Notes from Bratislava

Bratislava is just as instagrammable and selfie-worthy as any other European city

January 05, 2019 04:15 pm | Updated 04:15 pm IST

At first look, Bratislava seems like a city of lost opportunities, near misses and unfair depictions. Standing in the Hviezdoslav Square, facing the Neo-Renaissance Slovak National theatre building, Silvia Augustinova, a history enthusiast-turned-tour guide tells me that the non-violent student protests called Velvet Revolution, originally started in Bratislava. The beginnings of the revolution is widely accredited to Prague and it effectively brought the communist government down in 1989 and split Czechoslovakia into Czech Republic and Slovakia — poetically referred to as the Velvet Divorce.

“They’ll tell you in Prague that they started it. They didn't. We started it on a small scale here one day earlier in the Czech Republic,” says Silvia. She is right. Bratislava’s candle demonstrations started in 1988, one year earlier, and may as well have sowed seeds to the growing student demonstration movement in Prague that eventually came to be called the Velvet Revolution.

Much like any other neighbours who never had a good relationship when they were together, the Slovaks and the Czechs don’t see eye to eye after the split. Evidently, there is no love lost between the neighbours. “We were treated like their poor neighbours and we felt like their poor neighbours. We realised we could live without them,” says Silvia.

Coming together

This year, Bratislava came close to yet another velvet revolution-like situation, triggered by a pressing need to stand up for democratic values, where press freedom was already eroding. In February this year, a young investigative journalist Ján Kuciak and his fiancée were hacked to death for investigating into the mafia links of the Prime Minister’s associates. Thousands of citizens took to the streets in protest in Bratislava, said to be the largest gathering since 1989 when communism fell, and the ensuing protests forced the country’s Prime Minister Robert Fico to step down.

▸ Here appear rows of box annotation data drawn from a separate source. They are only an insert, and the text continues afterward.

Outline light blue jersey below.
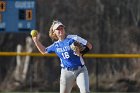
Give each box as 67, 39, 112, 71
46, 35, 87, 68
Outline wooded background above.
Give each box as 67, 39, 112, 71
0, 0, 140, 92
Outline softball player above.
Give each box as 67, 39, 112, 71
32, 21, 92, 93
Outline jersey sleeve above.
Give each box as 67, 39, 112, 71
45, 44, 55, 53
67, 35, 87, 45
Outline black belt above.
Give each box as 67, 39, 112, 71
62, 65, 84, 71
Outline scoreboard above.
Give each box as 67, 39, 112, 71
0, 0, 36, 32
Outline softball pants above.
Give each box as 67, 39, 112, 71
60, 66, 90, 93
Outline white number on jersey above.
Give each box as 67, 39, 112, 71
62, 52, 70, 59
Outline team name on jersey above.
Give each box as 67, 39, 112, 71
56, 46, 70, 52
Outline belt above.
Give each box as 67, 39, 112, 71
62, 65, 84, 71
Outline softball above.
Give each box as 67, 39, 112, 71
30, 30, 38, 37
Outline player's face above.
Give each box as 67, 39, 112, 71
54, 26, 65, 37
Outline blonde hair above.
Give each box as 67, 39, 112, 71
49, 21, 58, 41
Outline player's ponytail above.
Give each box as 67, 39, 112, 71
49, 21, 58, 41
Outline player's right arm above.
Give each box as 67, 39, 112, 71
32, 35, 47, 54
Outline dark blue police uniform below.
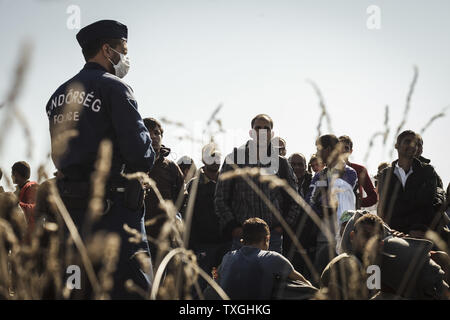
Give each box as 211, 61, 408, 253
46, 20, 155, 298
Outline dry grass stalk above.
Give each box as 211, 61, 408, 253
307, 80, 333, 137
390, 66, 419, 157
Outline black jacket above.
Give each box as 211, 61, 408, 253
378, 159, 441, 233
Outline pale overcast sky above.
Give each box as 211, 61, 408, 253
0, 0, 450, 186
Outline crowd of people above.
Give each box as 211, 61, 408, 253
0, 20, 450, 299
1, 114, 450, 299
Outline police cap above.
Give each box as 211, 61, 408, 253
77, 20, 128, 48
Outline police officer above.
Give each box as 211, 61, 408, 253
46, 20, 155, 299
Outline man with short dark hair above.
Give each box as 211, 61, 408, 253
288, 152, 312, 198
339, 135, 378, 209
177, 156, 197, 183
11, 161, 39, 240
320, 213, 384, 300
378, 130, 439, 237
144, 118, 186, 261
218, 218, 310, 300
187, 143, 229, 290
215, 114, 299, 253
273, 137, 287, 157
306, 134, 358, 278
308, 154, 325, 175
46, 20, 155, 299
416, 133, 444, 189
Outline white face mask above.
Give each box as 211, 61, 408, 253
108, 48, 130, 78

With its pedestrian-only streets, typically European squares surrounded by cathedrals-turned-museums and shops peddling Slovak souvenirs, Bratislava is just as instagrammable and selfie-worthy as any other European city. The renovated Bratislava castle recently opened and offers views of the Danube, which is bordered by birch trees crowned with a tinge of autumn shades. Across the Danube, a quirky communist era glass viewing tower called UFO tower peeps out into the horizon.

In the early 2000s, Hollywood with its unglamorous portrayal, has left the city out in the cold, depicting it either as a laughing stock or a city where horrifying crimes take place. The backpacker romp Eurotrip referred to Bratislava as a despondent Eastern European city whose streets are strewn with litter, while uncouth residents throw trash out of their balcony, take bucket-baths in public and street-dogs snack on severed human hands.

Hellish portrayal

Another movie Hostel squarely portrayed the city as hellish where unsuspecting western tourists are abducted, tortured and killed by rich, psychopathic businessmen for their sadistic pleasure. Turns out, blatant as they are, these stereotypes can have a lasting impact on the city’s image, affecting its tourism potential.

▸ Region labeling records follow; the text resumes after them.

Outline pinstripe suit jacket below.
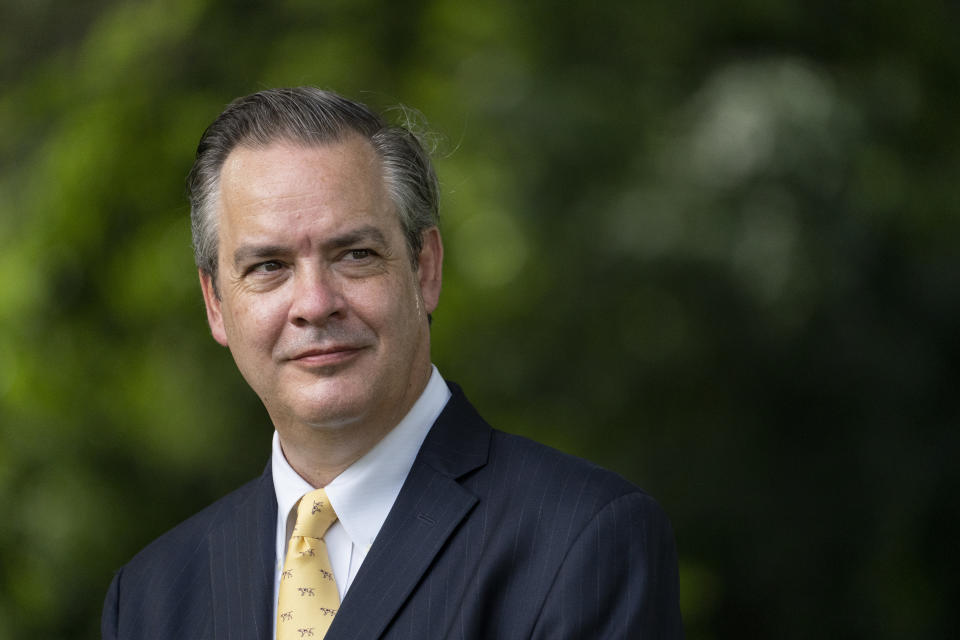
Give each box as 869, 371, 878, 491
103, 385, 683, 640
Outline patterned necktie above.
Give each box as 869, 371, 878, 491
277, 489, 340, 640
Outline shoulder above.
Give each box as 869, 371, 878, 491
123, 471, 273, 579
496, 429, 656, 511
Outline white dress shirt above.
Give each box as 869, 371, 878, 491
271, 367, 450, 637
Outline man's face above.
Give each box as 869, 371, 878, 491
201, 137, 443, 436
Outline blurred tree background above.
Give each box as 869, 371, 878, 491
0, 0, 960, 639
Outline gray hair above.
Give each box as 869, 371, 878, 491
187, 87, 440, 291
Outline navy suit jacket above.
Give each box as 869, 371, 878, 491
103, 385, 683, 640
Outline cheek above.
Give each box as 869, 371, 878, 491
224, 297, 287, 350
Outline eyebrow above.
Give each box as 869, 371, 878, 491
233, 225, 387, 267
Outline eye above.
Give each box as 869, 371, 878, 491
249, 260, 283, 273
347, 249, 373, 260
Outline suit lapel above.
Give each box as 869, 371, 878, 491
209, 465, 277, 640
326, 384, 491, 640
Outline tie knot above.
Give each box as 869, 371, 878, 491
293, 489, 337, 538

Additionally, “these movies were not even filmed in Bratislava,” says a frustrated Silvia, who also says the movie, Hostel , has been particularly responsible for a drop in the number of tourists to the city. Though I couldn’t verify that claim, I can see why anyone would want to stay away from Bratislava, while other Hollywood-endorsed safe cities like Vienna and Budapest are so close.

Slovakians want to be considered Central Europeans and the country is one of the largest producers of cars in the world. One report states that the “country produces more cars per capita than any other country on earth — over one million cars a year in a country of 5.4 million people.”

Setting aside Hollywood’s misleading broad strokes with which it portrayed the city, Bratislava still cannot convince its neighbours in the European Union of its economic potential or liveability. Late last year, when the EU picked new locations for the European Medicines Agency (EMA), to be relocated from London after Brexit, Bratislava made a promising bid but lost eventually.

To convince the agency to move from London to Bratislava may have been a long shot, but there’s still grounds for optimism. Even if it’s not reinforced by a strong economy or firm political action, it lingers in people’s hearts. “If you come back in 10 years, I’m sure you’ll see change. Now I don’t know for sure what will change but I’m confident certain things will,” adds Silvia optimistically. Affected by her enthusiasm, I find myself nodding in agreement.

This Stuttgart-based writer is as happy on the road as he is tending to his houseplants, which often breed fruit flies.